B. Damerau-Levenshtein Distance

The Damerau-Levenshtein distance is metric that is more specifically build for nucleotide comparison purposes. DL distance operations are insertion, deletion, tranposition, and substitution, all of which matches up with how genome mutate (also happens to do it on the same time scale as well). This is a good standard to compare all other metrics up against because it is capable of capturing both similarity as well as time it took for the genome to mutate.

C. Jaccard Distance

In this application, the Jaccard distance was used to see how similar the k-mers are in the genome. In my code, I split the genome into 6-mers and used the Jaccard distance to measure similarity between the sets of k-mers between the genome. What the Jaccard distance is calculated by taking the number of k-mers they have in common divided by the number of k-mers there are in total.

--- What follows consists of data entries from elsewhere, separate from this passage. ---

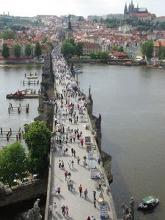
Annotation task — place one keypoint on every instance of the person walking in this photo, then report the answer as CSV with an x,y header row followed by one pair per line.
x,y
66,174
78,160
94,195
58,190
94,203
63,210
80,190
85,193
72,162
66,210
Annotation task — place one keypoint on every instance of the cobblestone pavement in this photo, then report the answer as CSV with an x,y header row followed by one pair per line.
x,y
77,156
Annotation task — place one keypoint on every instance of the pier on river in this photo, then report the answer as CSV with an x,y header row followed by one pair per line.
x,y
77,185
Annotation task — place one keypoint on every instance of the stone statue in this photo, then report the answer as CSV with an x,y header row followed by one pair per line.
x,y
34,213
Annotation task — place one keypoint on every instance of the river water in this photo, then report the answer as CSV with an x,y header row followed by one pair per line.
x,y
131,101
11,79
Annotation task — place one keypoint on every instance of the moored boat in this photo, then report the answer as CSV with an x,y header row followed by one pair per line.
x,y
16,95
31,76
148,203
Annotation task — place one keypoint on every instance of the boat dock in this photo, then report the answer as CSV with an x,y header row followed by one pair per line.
x,y
77,186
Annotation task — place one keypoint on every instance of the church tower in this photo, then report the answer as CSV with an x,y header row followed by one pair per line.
x,y
69,31
125,9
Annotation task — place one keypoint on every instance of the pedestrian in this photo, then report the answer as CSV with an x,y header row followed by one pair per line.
x,y
59,164
63,210
72,162
94,195
94,203
66,210
72,150
66,174
62,164
78,160
99,161
58,190
81,142
80,190
85,193
74,153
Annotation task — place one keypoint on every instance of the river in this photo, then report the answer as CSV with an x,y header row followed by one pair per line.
x,y
131,101
11,79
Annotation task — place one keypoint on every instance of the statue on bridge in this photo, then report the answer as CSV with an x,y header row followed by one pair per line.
x,y
34,213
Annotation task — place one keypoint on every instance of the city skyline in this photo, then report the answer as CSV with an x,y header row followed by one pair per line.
x,y
77,7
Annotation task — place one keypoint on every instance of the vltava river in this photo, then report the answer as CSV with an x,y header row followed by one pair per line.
x,y
131,101
11,79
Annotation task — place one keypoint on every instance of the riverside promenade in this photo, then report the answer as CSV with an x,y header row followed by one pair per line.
x,y
77,187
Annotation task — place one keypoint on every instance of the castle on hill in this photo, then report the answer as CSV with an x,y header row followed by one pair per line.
x,y
131,11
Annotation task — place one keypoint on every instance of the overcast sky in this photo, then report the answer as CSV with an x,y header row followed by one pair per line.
x,y
77,7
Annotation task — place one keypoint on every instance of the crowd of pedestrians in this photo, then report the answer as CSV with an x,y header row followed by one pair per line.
x,y
70,111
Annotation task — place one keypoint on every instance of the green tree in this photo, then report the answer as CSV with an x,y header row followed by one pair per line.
x,y
8,34
5,51
161,52
68,49
37,137
28,50
38,50
17,50
79,49
12,162
147,49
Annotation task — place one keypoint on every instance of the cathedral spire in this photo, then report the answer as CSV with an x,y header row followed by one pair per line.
x,y
125,9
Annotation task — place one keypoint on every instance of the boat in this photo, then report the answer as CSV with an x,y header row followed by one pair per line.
x,y
148,203
31,76
16,95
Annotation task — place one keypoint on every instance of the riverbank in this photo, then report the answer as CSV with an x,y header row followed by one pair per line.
x,y
130,100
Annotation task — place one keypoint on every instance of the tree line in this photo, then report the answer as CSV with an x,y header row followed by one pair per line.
x,y
17,163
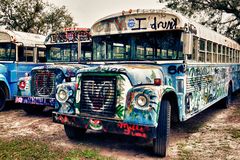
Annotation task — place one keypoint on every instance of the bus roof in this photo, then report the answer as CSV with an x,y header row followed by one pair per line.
x,y
150,20
26,39
69,35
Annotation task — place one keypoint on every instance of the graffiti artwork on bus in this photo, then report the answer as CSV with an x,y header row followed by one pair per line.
x,y
206,84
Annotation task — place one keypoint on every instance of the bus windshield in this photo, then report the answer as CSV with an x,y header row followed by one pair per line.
x,y
7,52
67,52
165,45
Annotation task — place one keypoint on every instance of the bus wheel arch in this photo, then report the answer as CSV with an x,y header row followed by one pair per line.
x,y
168,109
172,98
4,95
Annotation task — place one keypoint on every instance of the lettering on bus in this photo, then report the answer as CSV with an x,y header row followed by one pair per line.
x,y
134,130
171,24
175,69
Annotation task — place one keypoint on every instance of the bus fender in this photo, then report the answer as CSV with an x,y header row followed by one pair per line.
x,y
169,93
4,82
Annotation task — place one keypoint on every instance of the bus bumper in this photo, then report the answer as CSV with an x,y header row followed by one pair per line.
x,y
110,126
36,101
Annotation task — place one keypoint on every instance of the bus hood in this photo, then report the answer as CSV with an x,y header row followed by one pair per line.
x,y
137,73
68,70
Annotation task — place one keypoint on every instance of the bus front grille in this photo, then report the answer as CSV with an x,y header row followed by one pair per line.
x,y
43,83
98,95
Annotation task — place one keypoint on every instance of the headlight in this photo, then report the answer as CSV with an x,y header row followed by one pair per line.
x,y
141,100
62,95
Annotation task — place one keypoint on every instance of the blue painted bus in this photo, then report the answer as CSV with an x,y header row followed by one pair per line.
x,y
158,67
64,50
18,55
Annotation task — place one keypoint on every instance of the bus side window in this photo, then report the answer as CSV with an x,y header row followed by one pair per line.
x,y
25,54
209,51
219,53
41,56
201,57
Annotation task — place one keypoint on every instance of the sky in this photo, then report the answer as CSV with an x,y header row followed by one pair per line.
x,y
86,12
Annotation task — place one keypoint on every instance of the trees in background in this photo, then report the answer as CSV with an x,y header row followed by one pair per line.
x,y
221,15
34,16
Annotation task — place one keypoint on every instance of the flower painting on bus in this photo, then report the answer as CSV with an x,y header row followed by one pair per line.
x,y
64,49
206,84
157,67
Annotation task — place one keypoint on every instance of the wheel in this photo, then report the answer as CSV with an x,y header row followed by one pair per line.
x,y
2,99
74,132
32,109
225,102
160,143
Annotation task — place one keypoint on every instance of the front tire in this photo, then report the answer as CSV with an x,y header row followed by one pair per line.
x,y
2,99
33,109
160,143
74,132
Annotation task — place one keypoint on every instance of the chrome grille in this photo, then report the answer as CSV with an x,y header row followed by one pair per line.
x,y
98,95
43,83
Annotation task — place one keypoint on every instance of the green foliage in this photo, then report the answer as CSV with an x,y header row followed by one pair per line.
x,y
34,16
222,16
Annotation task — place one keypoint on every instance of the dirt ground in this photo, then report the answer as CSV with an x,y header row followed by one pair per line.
x,y
213,134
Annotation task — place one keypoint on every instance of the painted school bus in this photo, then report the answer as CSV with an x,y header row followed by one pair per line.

Note that Jaccard distance operates on sets, so no replicas are counted, this could both be a benefit and a drawback as it ensures that all k-mers are given equal weight, however it is incapable of distinguishing between important (more occuring) k-mers.

Ultimately, Jaccard distance tells us one thing, how many k-mers two genomes have in common. The more k-mers they have in common, it is more likely they came from the same evolutionary branch. The selection of k for k-mers is an arbitrary choice, however, in this case, I found that 6-mers captures the timescale of evolution the best. 12-mers compresses the present and 3-mers compresses the past.

Jaccard Distance With 6-mers

D. Cosine Similarity

By far the quickest and computationally simple of these metrics. The Cosine Distance isn’t particularly set up for the purpose of genome comparison. However, it is a good metric to consider because of how quick it runs compare to the other algorithms. It is capable of providing good comparison of strings of k-mers at a much quicker time.

Cosine Distance With 3-mers

Cosine Distance With 6-mers

Cosine Distance With 12-mers

E. Conclusion

In conclusion, we learn a couple of things from using different distance metrics. Hamming distance is the fastest but it is not good at capturing the time scale of evolution. Jaccard distance just sucks in general. Damerau-Levenshtein distance is a good standard as it is able to simulate genome mutation but it is veryyyyyy slow. Cosine similarity offers a good mix of time scale and computational speed.